The 750S sets benchmarks for raw pace and technical acumen but also raw thrills and interactivity. The 720S that preceded it was McLaren shaking off any stylistic conservatism with a jaw-dropping design, and while the 750S is more of the same visually, it now has a shot of 765LT-style aggression in its DNA.

In an age of hybridised and electric rivals, the 750S is the consummate supercar. 

Aston Martin Vantage

Aston Martin’s post-VH era of sports cars and GTs has shown so much promise but some of these models have been flawed in key areas, from ergonomics to dynamics and sometimes even in terms of style. Not everyone got on with the Vantage of 2018, on all those fronts.

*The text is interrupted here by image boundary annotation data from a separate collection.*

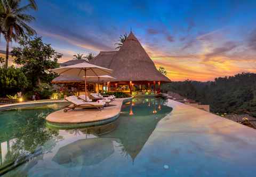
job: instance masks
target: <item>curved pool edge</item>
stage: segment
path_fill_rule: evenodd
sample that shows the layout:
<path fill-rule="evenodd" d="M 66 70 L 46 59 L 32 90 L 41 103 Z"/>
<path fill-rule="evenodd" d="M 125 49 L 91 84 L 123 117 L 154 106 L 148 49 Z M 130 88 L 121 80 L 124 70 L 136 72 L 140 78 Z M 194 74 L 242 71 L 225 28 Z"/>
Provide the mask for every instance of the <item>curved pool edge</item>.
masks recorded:
<path fill-rule="evenodd" d="M 54 120 L 54 117 L 51 118 L 51 117 L 53 115 L 57 113 L 59 113 L 59 114 L 62 114 L 63 116 L 65 116 L 67 115 L 68 114 L 69 114 L 69 114 L 71 114 L 72 112 L 73 112 L 74 114 L 75 113 L 75 112 L 74 112 L 75 111 L 74 111 L 74 110 L 70 110 L 68 112 L 62 112 L 63 109 L 61 109 L 59 111 L 55 111 L 50 114 L 49 115 L 48 115 L 48 116 L 46 117 L 46 125 L 49 128 L 58 128 L 58 129 L 72 129 L 72 128 L 85 128 L 87 127 L 92 127 L 92 126 L 97 126 L 105 125 L 105 124 L 110 123 L 111 122 L 113 122 L 116 120 L 116 119 L 117 119 L 117 118 L 119 117 L 120 115 L 120 113 L 122 109 L 122 106 L 123 106 L 124 101 L 126 100 L 130 100 L 131 99 L 132 99 L 132 97 L 122 99 L 121 104 L 117 106 L 118 106 L 117 108 L 118 108 L 118 110 L 115 110 L 116 112 L 114 113 L 114 115 L 111 115 L 111 116 L 107 116 L 107 117 L 105 116 L 105 117 L 98 118 L 97 119 L 95 120 L 92 120 L 92 119 L 88 120 L 86 119 L 84 119 L 82 120 L 81 120 L 81 114 L 84 114 L 83 116 L 86 116 L 86 114 L 89 113 L 88 112 L 86 112 L 86 111 L 84 110 L 82 110 L 81 111 L 79 112 L 79 114 L 76 116 L 76 117 L 78 118 L 78 119 L 77 120 L 77 121 L 76 121 L 75 120 L 74 120 L 74 118 L 76 118 L 76 115 L 74 114 L 73 114 L 73 117 L 71 118 L 71 119 L 70 118 L 69 120 L 67 120 L 67 119 L 63 120 L 58 120 L 58 121 L 57 121 L 57 120 L 56 119 Z M 118 99 L 116 99 L 116 100 L 118 100 Z M 104 109 L 105 109 L 105 110 Z M 102 110 L 101 110 L 101 112 L 98 112 L 99 111 L 98 110 L 95 110 L 93 111 L 95 111 L 95 112 L 98 112 L 99 113 L 103 113 L 104 111 L 107 111 L 106 109 L 108 109 L 108 107 L 106 107 L 104 109 Z M 90 114 L 91 115 L 92 114 L 91 113 Z M 97 116 L 98 116 L 98 115 L 97 115 Z M 62 121 L 62 122 L 61 122 L 61 121 Z"/>
<path fill-rule="evenodd" d="M 0 106 L 0 112 L 3 111 L 7 110 L 17 109 L 17 108 L 29 108 L 29 107 L 34 107 L 38 106 L 43 106 L 45 105 L 49 105 L 53 103 L 58 103 L 62 102 L 67 102 L 67 101 L 65 100 L 49 100 L 45 101 L 29 101 L 29 102 L 23 102 L 21 103 L 14 103 L 14 104 L 4 104 Z"/>

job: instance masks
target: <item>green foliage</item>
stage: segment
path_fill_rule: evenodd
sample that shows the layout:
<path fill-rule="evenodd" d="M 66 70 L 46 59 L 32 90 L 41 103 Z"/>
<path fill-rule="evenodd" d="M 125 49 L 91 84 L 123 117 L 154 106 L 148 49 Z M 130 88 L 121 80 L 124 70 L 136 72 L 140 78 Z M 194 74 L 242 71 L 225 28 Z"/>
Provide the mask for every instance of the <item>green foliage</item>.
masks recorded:
<path fill-rule="evenodd" d="M 75 57 L 73 60 L 84 60 L 86 59 L 86 57 L 83 56 L 83 54 L 77 53 L 76 55 L 74 55 L 73 57 Z"/>
<path fill-rule="evenodd" d="M 38 87 L 41 82 L 50 83 L 57 75 L 49 70 L 59 67 L 58 60 L 62 54 L 52 48 L 51 44 L 44 43 L 42 37 L 20 38 L 19 46 L 13 47 L 12 55 L 14 62 L 22 65 L 22 70 L 29 81 L 29 89 Z"/>
<path fill-rule="evenodd" d="M 13 99 L 13 100 L 17 100 L 18 99 L 18 95 L 17 94 L 14 95 L 13 96 L 10 95 L 6 95 L 7 98 L 10 99 Z"/>
<path fill-rule="evenodd" d="M 124 44 L 124 42 L 125 40 L 126 40 L 127 38 L 127 34 L 125 33 L 123 35 L 120 35 L 120 37 L 119 37 L 119 42 L 117 43 L 115 43 L 115 45 L 117 45 L 117 46 L 116 47 L 116 50 L 119 50 L 121 47 L 123 46 Z"/>
<path fill-rule="evenodd" d="M 8 67 L 9 43 L 12 41 L 17 42 L 19 37 L 27 35 L 34 35 L 36 33 L 27 23 L 35 18 L 30 14 L 25 13 L 30 9 L 36 9 L 34 1 L 23 5 L 20 1 L 2 0 L 0 1 L 0 33 L 4 35 L 6 41 L 6 55 L 5 68 Z"/>
<path fill-rule="evenodd" d="M 28 85 L 27 77 L 20 69 L 0 68 L 0 96 L 23 91 Z"/>
<path fill-rule="evenodd" d="M 107 92 L 105 94 L 106 95 L 114 95 L 116 96 L 116 98 L 129 98 L 132 97 L 129 94 L 121 92 Z"/>
<path fill-rule="evenodd" d="M 212 112 L 220 115 L 249 114 L 256 116 L 256 74 L 219 77 L 214 82 L 172 82 L 163 85 L 162 89 L 209 104 Z"/>
<path fill-rule="evenodd" d="M 4 59 L 3 57 L 0 57 L 0 63 L 3 63 L 4 62 Z"/>
<path fill-rule="evenodd" d="M 39 88 L 35 90 L 40 96 L 41 99 L 49 99 L 55 92 L 52 87 L 47 83 L 42 83 Z"/>
<path fill-rule="evenodd" d="M 158 71 L 164 75 L 166 75 L 167 74 L 167 71 L 164 67 L 159 67 L 158 68 Z"/>
<path fill-rule="evenodd" d="M 85 58 L 88 61 L 90 61 L 94 58 L 94 55 L 92 53 L 90 53 L 86 55 L 86 57 L 85 57 Z"/>

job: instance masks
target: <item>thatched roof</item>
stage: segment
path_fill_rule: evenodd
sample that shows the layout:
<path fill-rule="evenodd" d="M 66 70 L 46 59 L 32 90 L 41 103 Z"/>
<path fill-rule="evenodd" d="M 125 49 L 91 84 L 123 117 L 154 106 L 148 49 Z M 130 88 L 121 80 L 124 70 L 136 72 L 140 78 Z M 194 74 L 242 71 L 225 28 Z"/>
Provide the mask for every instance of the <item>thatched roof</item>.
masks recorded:
<path fill-rule="evenodd" d="M 78 64 L 81 63 L 83 63 L 84 62 L 87 62 L 86 60 L 71 60 L 65 62 L 63 63 L 60 63 L 60 66 L 61 67 L 68 66 Z"/>
<path fill-rule="evenodd" d="M 132 32 L 119 51 L 100 52 L 89 63 L 113 69 L 111 75 L 116 81 L 170 82 L 157 70 Z"/>
<path fill-rule="evenodd" d="M 84 79 L 80 77 L 70 76 L 61 75 L 52 81 L 52 83 L 68 83 L 76 82 L 84 82 Z"/>
<path fill-rule="evenodd" d="M 109 75 L 103 75 L 98 77 L 97 76 L 88 76 L 87 81 L 89 83 L 102 83 L 111 81 L 115 81 L 115 78 Z M 65 75 L 60 75 L 52 81 L 53 84 L 63 84 L 70 83 L 84 82 L 84 78 L 82 77 L 71 76 Z"/>

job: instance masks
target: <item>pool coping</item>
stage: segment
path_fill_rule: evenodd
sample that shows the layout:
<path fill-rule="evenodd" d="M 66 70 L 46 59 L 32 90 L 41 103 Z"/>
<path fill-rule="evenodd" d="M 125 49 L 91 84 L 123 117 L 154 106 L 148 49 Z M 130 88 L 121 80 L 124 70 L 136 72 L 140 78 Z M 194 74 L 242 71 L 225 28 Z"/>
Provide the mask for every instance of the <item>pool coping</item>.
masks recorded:
<path fill-rule="evenodd" d="M 29 108 L 37 106 L 42 106 L 45 105 L 51 104 L 52 103 L 66 102 L 67 101 L 65 100 L 49 100 L 44 101 L 29 101 L 23 102 L 21 103 L 17 103 L 14 104 L 4 104 L 0 106 L 0 112 L 13 109 L 16 108 Z"/>
<path fill-rule="evenodd" d="M 72 129 L 72 128 L 85 128 L 87 127 L 97 126 L 102 125 L 108 124 L 113 122 L 119 117 L 120 112 L 122 110 L 122 106 L 124 101 L 130 100 L 133 97 L 123 98 L 122 101 L 122 103 L 119 106 L 119 110 L 118 112 L 114 116 L 108 117 L 107 118 L 102 118 L 102 119 L 94 120 L 94 121 L 84 121 L 77 123 L 67 123 L 67 122 L 53 122 L 52 121 L 49 121 L 46 119 L 46 125 L 50 128 L 54 128 L 58 129 Z M 102 110 L 102 111 L 104 111 Z"/>

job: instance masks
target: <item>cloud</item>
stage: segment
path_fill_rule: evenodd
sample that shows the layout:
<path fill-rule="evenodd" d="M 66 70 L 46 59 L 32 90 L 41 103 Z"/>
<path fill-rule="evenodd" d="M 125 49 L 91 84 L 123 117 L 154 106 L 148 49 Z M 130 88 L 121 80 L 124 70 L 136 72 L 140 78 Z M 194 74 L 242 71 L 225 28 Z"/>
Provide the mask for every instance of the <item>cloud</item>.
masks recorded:
<path fill-rule="evenodd" d="M 52 28 L 54 28 L 53 27 Z M 114 50 L 114 47 L 110 47 L 111 45 L 105 44 L 102 39 L 97 36 L 74 33 L 68 29 L 59 27 L 51 31 L 47 29 L 44 30 L 36 29 L 36 31 L 39 35 L 54 37 L 85 49 L 94 51 Z"/>
<path fill-rule="evenodd" d="M 256 29 L 251 33 L 248 39 L 248 46 L 254 51 L 256 51 Z"/>
<path fill-rule="evenodd" d="M 195 26 L 195 23 L 194 20 L 192 18 L 189 18 L 188 22 L 188 32 L 189 32 Z"/>
<path fill-rule="evenodd" d="M 226 52 L 230 51 L 237 46 L 237 44 L 232 41 L 226 42 L 223 46 L 214 49 L 212 51 L 205 55 L 205 61 L 209 60 L 210 58 L 213 57 L 218 56 L 224 54 Z"/>
<path fill-rule="evenodd" d="M 181 48 L 181 50 L 183 51 L 186 49 L 189 49 L 192 47 L 196 43 L 196 40 L 192 39 L 189 40 L 188 42 L 186 43 L 184 46 Z"/>
<path fill-rule="evenodd" d="M 156 35 L 160 33 L 158 30 L 153 28 L 148 28 L 147 29 L 147 33 L 150 35 Z"/>
<path fill-rule="evenodd" d="M 166 36 L 166 39 L 170 42 L 174 42 L 174 39 L 173 36 L 171 36 L 171 35 L 167 35 Z"/>

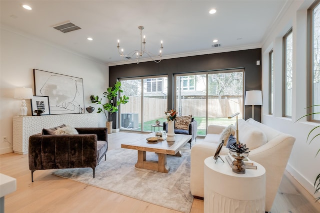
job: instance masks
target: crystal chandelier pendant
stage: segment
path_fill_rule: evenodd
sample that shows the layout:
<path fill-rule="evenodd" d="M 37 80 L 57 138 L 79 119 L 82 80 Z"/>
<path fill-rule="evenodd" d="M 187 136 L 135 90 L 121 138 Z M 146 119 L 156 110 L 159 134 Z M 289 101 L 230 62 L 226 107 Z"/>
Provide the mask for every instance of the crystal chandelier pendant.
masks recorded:
<path fill-rule="evenodd" d="M 130 60 L 132 59 L 134 55 L 136 55 L 136 63 L 137 64 L 139 64 L 139 60 L 140 58 L 142 58 L 144 53 L 147 55 L 150 58 L 151 58 L 154 62 L 156 63 L 159 63 L 161 61 L 161 57 L 162 56 L 162 50 L 164 48 L 164 46 L 162 45 L 162 41 L 161 41 L 161 46 L 160 46 L 160 53 L 158 55 L 154 56 L 154 55 L 149 52 L 148 50 L 145 49 L 145 46 L 146 42 L 146 36 L 144 35 L 144 38 L 142 40 L 142 30 L 144 28 L 143 26 L 138 26 L 138 28 L 140 30 L 140 50 L 134 50 L 131 52 L 128 55 L 124 54 L 124 49 L 121 49 L 120 50 L 120 40 L 118 39 L 118 43 L 116 47 L 118 49 L 118 52 L 120 56 L 122 57 L 126 58 L 128 60 Z M 154 58 L 154 57 L 160 57 L 160 59 L 158 60 L 156 60 Z"/>

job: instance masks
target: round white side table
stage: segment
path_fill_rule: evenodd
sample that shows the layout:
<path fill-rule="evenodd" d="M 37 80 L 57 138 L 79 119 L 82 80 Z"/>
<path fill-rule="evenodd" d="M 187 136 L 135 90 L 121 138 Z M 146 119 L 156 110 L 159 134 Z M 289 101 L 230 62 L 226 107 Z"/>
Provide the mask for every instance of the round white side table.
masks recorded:
<path fill-rule="evenodd" d="M 257 169 L 246 174 L 232 171 L 224 161 L 213 157 L 204 160 L 204 213 L 265 213 L 266 170 L 254 162 Z"/>

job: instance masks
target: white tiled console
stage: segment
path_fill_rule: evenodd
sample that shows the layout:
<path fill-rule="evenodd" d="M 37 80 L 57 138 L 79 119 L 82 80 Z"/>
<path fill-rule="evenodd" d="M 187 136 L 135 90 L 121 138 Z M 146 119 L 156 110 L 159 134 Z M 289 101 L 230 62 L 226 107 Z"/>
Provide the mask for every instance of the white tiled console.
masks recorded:
<path fill-rule="evenodd" d="M 97 127 L 97 113 L 48 115 L 41 116 L 14 116 L 13 150 L 18 154 L 28 153 L 29 137 L 40 133 L 43 128 L 66 124 L 74 127 Z"/>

The new Vantage, a development of that car, is a total debug. More than that, the Vantage is now on a level of form that puts it next to supercars, rather than sports cars. 

Nevermind that it’s arguably the prettiest Vantage since the original V12 of 2009, it’s also one of the most transparent and engaging to drive, while also being one of the most powerful.

That it follows in the footsteps of the slightly undercooked 2022 V12 Vantage is if anything confusing, given the new car is on another realm of capability in terms of deploying its 656bhp potency. Absolute power doesn’t corrupt absolutely if harnessed with the kind of capability the Vantage displays.

GMA T.50

We now come full circle with Gordon Murray’s spiritual successor to the McLaren F1: the GMA T.50. Everything he couldn’t do in the early 1990s, he wanted to do here. Everything he found in hindsight to be wrong with the F1 – even if he was the only one who saw it that way – he wanted to do right this time.

In some ways, the T.50 has been painstakingly refined – the result of a detailed audit of the F1. In others, though, it’s a totally different animal. 

That Cosworth V12, which famously rounds the tachometer all the way to 12,100rpm, kicking out 656bhp along the way, has a character at full chat closer in kin to McLaren’s 1991 F1 car than its 1993 road car. Its design has more of a ‘60s-inspired sensuality – minus perhaps the fan at the rear – than the F1’s quite contemporary, modernist look. But the core tenets of the F1 are built upon and are enshrined in GMA’s motto: Driving Perfection.

The T.50, with its deftly-honed passive suspension, only partially-assisted steering, obsessively-crafted gear shift, sub-1000kg kerb weight and cacophonous V12 is every bit the new standard bearer to take over from the F1.